Smoke 'Em If You Got 'Em | |
Director: | Ray Boseley |
Starring: | Nique Needles |
Runtime: | 48 minutes |
Country: | Australia |
Language: | English |
Smoke 'Em If You Got 'Em is a 1988 Australian short feature about an underground party held in post-apocalyptic Melbourne. The film is a product of nuclear anxiety at the height of the Cold War, and is considered a cult classic today.[1]
The city of Melbourne is destroyed in a nuclear strike. In the suburb of Elwood, three survivors chance upon the entrance to a fallout shelter. To their surprise, they are invited in by a large group of people somehow throwing a wild underground party with live rock bands and a massive supply of alcohol. Knowing they have days or hours to live, all are determined to see out the end of the world in the most decadent manner possible. The film leaves it ambiguous as to whether the events depicted are reality or a hallucination.
The film originated as a film school project at Swinburne from Ray Boseley. It was funded from a grant by the Independent Filmmakers' Fund at Film Victoria and the Creative Development Branch of the Australian Film Commission.[2]
The film released in 1988.[3] In May 2020 the film screened at Monster Fest in Australia.[4]
Reviewing the DVD re-release The Curb wrote "When the rest of the world was making Threads, Miracle Mile and The Day After, Australia was busy making Smoke ‘Em If You’ve Got ‘Em. Writer/director Ray Boseley plugs in the amp, loads up the bong, and turns off the lights for the party to end all parties as he brings the nuclear apocalypse to the Elwood, Melbourne. This 1988 raucous punk affair runs for a brisk 48 minutes, making good on the promise that once the bombs hit, you don’t have long to live, so you best have one heck of a time while you’re going out. "[5]

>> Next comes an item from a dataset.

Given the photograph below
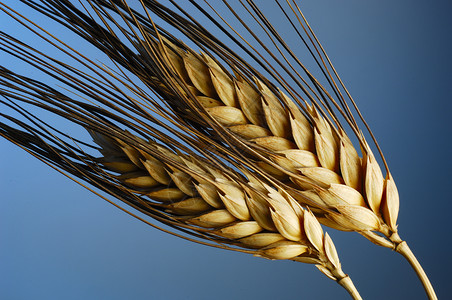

According to the Oz Movies website, the film is "certainly more fun than watching other Australian post-apocalyptic movies, such as John Duigan's dull, well-meaning One Night Stand, or the wretched On the Beach, which shares Melbourne as a location, but in the Stanley Kramer way offers not a shred of nihilistic, anarchistic, Swinburnian Melburnian humour."[6]